1. State the large-sample margin of error for the sample proportion \(\widehat{p}\) in terms of the population proportion \(p\).
2. State the large-sample confidence interval for the population proportion \(p\)
3. Determine the large-sample confidence interval to use depending on when a pilot estimate of \(p\) is known or unknown.
4. Given a sample size \(n\), sample proportion \(\widehat{p}\), and confidence level \(c\), construct a \(100c\%\) confidence interval for the population proportion \(p\).
5. Given a confidence level \(c\) and a desired precision \(E\), determine the sample size necessary to attain that level of precision at that confidence level.
6. Explain, qualitatively, how the precision of the sample proportion varies with the confidence level \(c\), sample size \(n\), and population proportion \(p\).

Section 10.2: Multinomial Experiments: Goodness-of-Fit

1. Relate a multinomial procedure to a binomial procedure.
2. State the requirements necessary for the outcome of an procedure to follow a multinomial distribution.
3. State examples from everyday life that follow a multinomial distribution.
4. State the definition of a goodness-of-fit test.
5. Explain, qualitatively, how the \(\chi^{2}\) statistic compares the observed outcomes to the expected outcomes in a multinomial procedure.

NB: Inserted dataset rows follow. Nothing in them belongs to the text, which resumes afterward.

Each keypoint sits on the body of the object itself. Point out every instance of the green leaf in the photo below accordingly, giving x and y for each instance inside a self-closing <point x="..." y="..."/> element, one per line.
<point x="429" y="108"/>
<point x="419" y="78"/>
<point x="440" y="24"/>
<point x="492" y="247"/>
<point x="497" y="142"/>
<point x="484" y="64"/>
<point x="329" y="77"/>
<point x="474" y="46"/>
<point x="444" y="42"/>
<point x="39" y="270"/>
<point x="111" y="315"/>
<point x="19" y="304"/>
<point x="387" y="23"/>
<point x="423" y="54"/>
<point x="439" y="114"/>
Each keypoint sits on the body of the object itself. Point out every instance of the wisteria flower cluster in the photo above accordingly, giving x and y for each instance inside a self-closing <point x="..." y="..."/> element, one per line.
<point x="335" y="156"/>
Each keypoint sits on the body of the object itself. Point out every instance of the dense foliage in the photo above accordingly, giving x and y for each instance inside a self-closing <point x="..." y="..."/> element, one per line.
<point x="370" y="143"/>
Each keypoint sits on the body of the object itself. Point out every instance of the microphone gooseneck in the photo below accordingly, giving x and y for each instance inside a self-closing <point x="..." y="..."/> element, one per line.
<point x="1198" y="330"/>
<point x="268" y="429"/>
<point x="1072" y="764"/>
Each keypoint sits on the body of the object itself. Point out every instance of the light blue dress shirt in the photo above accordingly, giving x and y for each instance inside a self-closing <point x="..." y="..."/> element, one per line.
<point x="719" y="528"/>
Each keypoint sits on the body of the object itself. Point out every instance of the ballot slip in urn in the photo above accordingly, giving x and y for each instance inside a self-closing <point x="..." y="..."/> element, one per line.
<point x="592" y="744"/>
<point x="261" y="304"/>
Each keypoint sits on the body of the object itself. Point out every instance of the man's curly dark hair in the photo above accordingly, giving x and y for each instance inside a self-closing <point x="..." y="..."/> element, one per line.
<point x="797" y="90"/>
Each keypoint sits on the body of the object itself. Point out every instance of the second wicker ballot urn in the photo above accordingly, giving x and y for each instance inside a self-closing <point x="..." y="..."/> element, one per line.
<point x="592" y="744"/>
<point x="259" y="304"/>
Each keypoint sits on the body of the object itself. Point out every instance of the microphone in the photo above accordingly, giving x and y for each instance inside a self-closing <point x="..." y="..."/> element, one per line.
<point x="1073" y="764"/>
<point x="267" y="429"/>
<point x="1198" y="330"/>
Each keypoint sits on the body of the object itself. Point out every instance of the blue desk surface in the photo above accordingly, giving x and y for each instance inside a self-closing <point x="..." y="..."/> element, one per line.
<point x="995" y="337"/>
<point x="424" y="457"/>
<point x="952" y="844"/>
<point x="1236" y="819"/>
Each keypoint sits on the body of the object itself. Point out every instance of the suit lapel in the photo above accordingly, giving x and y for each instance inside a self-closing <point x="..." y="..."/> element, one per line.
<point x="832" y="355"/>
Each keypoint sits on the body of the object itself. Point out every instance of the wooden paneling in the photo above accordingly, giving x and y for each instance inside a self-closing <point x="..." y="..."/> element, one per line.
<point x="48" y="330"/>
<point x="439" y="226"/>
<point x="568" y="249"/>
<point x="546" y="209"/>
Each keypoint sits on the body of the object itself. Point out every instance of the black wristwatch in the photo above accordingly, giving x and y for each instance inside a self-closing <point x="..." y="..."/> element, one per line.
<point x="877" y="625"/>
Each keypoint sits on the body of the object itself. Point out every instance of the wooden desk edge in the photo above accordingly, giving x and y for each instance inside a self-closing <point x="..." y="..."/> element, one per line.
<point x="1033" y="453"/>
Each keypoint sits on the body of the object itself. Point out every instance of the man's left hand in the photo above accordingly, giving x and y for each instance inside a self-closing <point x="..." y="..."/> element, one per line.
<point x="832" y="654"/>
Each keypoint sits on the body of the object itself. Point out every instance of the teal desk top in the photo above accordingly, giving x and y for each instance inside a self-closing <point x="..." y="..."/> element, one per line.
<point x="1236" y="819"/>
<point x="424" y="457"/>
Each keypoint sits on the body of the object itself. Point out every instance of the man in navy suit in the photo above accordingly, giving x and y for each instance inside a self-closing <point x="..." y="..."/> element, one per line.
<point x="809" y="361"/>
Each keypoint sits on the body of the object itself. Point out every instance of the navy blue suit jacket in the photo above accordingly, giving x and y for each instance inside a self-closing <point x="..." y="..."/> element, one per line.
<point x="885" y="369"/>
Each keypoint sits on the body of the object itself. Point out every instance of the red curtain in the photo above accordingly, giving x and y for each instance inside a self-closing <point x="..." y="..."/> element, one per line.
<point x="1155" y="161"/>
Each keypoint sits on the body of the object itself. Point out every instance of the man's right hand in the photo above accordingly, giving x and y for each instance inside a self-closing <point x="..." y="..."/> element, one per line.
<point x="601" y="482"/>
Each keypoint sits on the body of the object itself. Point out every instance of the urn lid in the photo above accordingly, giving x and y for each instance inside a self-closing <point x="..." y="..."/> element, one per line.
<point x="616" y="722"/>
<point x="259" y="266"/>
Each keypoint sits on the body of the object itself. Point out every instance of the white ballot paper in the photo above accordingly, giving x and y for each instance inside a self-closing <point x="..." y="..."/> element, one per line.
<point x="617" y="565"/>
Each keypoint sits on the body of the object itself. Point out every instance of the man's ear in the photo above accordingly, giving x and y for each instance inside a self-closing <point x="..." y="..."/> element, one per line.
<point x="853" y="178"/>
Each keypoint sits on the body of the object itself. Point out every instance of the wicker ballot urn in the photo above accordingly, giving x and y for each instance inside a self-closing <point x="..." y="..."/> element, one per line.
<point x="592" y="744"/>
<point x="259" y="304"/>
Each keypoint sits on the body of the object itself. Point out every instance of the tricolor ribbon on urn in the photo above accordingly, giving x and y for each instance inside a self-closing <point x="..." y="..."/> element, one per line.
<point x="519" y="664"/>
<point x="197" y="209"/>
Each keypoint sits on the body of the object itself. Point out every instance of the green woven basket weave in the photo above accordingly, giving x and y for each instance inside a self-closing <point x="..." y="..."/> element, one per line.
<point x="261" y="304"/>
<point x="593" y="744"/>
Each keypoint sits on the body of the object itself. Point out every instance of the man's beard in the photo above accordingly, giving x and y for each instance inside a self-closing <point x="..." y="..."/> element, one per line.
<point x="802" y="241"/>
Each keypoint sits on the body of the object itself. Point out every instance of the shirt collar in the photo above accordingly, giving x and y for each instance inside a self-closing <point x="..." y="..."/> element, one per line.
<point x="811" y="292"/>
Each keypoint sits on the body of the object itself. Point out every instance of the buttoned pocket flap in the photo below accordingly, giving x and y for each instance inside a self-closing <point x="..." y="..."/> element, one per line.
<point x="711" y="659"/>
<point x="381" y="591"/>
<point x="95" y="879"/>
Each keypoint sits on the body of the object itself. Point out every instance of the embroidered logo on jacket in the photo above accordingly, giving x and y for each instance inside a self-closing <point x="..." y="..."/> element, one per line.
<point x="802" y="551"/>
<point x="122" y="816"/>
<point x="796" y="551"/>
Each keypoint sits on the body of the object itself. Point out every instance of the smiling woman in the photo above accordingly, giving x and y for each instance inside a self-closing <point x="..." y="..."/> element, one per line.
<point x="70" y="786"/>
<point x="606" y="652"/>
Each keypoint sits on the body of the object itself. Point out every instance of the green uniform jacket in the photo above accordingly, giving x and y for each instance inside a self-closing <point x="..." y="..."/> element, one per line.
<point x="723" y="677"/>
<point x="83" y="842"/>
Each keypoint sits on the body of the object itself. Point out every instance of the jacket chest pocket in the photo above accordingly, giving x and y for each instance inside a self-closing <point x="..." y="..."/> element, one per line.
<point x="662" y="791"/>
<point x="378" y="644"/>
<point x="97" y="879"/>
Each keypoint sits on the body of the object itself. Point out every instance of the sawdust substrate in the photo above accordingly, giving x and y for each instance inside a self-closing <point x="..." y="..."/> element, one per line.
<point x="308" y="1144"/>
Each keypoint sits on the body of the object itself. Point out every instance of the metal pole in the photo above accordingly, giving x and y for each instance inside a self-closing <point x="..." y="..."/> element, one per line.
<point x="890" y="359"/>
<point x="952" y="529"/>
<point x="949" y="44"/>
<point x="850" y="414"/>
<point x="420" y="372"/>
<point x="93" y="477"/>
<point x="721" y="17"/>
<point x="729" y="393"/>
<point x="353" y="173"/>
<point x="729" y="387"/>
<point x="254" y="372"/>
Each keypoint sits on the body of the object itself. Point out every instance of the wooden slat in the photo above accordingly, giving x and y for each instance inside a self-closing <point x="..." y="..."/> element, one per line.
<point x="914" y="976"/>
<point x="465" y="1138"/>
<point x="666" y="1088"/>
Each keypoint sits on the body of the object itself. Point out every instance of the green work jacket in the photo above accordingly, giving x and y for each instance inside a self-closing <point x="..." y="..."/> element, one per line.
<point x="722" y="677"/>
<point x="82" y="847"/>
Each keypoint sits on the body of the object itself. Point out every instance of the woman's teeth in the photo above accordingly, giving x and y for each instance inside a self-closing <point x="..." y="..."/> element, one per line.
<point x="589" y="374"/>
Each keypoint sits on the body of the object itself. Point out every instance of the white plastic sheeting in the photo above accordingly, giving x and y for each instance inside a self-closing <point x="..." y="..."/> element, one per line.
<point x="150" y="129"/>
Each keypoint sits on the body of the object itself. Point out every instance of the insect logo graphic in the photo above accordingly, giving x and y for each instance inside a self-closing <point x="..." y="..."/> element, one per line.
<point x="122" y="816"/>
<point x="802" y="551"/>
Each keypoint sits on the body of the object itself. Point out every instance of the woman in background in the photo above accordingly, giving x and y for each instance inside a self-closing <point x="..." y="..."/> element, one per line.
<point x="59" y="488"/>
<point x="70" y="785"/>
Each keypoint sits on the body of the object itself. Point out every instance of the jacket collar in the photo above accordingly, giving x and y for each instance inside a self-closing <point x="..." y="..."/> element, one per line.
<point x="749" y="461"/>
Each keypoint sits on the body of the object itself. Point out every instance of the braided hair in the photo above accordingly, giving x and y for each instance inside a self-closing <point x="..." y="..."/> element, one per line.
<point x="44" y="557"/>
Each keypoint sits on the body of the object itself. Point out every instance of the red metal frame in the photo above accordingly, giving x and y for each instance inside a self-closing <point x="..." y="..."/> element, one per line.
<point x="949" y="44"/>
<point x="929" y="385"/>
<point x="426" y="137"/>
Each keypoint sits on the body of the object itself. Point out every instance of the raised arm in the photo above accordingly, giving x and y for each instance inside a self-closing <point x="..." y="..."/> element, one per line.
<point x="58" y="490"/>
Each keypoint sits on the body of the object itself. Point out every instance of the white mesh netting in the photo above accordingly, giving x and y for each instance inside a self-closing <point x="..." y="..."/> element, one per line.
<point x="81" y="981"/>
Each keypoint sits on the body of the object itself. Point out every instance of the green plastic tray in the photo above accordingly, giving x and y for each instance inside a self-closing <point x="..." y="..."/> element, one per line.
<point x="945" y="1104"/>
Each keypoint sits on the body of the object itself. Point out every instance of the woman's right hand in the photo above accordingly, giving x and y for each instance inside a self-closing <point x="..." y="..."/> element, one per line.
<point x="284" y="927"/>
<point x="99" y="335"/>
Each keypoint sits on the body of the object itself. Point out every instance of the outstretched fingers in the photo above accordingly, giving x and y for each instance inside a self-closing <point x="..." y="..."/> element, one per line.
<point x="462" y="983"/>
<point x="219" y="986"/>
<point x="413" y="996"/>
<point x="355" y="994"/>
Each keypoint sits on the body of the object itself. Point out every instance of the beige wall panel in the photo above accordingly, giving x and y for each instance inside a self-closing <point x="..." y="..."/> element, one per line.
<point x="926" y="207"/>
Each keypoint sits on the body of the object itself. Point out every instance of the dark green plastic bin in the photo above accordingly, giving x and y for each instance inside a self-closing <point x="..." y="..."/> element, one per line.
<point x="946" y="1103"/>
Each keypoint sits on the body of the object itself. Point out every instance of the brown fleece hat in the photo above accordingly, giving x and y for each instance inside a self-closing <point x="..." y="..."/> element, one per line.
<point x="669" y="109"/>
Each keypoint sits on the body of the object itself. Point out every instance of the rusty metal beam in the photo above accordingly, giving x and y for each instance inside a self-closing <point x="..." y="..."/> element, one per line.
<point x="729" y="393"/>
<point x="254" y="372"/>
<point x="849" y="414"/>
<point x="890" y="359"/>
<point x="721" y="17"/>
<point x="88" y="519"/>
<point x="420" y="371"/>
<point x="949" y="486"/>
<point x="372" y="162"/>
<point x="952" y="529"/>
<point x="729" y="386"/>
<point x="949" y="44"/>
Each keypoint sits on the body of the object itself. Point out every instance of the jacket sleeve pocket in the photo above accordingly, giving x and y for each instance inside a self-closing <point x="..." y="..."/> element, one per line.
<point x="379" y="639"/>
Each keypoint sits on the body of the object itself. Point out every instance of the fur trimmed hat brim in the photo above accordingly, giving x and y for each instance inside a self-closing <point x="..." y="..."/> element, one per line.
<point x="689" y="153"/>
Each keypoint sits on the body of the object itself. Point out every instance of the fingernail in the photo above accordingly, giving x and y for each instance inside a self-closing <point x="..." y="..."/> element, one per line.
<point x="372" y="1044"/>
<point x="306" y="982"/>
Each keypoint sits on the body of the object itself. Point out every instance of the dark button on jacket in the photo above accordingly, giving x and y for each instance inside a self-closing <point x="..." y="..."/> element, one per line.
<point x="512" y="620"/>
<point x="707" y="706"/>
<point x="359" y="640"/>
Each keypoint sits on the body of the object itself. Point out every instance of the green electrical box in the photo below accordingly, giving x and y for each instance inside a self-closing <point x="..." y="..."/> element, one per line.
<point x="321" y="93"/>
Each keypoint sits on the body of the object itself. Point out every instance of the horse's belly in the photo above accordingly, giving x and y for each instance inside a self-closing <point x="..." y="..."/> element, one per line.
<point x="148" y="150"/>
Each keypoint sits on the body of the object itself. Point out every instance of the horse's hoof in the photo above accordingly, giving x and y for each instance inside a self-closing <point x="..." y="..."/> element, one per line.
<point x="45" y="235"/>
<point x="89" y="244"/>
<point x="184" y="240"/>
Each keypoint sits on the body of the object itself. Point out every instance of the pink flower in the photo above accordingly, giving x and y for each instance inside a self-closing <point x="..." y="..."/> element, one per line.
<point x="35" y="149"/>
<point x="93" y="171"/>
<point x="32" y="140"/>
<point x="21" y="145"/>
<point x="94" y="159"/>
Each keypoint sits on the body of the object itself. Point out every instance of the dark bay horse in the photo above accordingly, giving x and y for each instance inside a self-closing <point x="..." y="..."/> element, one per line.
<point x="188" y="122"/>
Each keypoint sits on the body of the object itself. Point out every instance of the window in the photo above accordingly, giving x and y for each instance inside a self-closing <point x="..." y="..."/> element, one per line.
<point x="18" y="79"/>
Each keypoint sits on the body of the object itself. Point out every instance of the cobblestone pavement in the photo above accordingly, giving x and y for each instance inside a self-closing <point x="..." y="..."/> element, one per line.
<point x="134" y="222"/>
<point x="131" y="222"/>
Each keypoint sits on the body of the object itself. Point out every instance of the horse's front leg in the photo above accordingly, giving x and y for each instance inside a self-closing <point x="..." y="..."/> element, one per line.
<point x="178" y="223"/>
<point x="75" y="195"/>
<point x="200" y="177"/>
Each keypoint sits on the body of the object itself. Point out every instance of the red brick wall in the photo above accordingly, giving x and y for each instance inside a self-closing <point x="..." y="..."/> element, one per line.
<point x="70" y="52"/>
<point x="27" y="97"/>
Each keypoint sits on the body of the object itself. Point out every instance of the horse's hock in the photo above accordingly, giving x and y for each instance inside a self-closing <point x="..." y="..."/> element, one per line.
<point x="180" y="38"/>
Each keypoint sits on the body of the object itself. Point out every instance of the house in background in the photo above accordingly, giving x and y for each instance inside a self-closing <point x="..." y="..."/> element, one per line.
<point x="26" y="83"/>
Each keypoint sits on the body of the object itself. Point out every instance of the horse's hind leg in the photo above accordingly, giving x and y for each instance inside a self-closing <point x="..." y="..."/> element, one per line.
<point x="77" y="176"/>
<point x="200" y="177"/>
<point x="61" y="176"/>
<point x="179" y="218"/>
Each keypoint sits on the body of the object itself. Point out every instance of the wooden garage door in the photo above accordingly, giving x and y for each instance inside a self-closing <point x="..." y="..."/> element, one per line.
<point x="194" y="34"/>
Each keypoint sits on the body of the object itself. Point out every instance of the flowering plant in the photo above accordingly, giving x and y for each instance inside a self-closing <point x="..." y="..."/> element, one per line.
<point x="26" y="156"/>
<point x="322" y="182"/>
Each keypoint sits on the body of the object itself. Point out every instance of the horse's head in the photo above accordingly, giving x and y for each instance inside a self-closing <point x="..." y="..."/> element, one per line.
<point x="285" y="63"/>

6. State the large-sample sampling distribution of the \(\chi^{2}\) statistic under the null hypothesis for a multinomial procedure with \(k\) categories for the outcomes.
7. State conditions on the expected frequencies for when the \(\chi^{2}\) statistic can be used.
8. Use Table A–4 to determine critical values for a one-sample \(\chi^{2}\) test for goodness-of-fit at significance level \(\alpha\).
9. Use Minitab to perform a one-sample \(\chi^{2}\) test for goodness-of-fit.
10. Interpret the output of a one-sample \(\chi^{2}\) test for goodness-of-fit in terms of a given null and alternative hypotheses.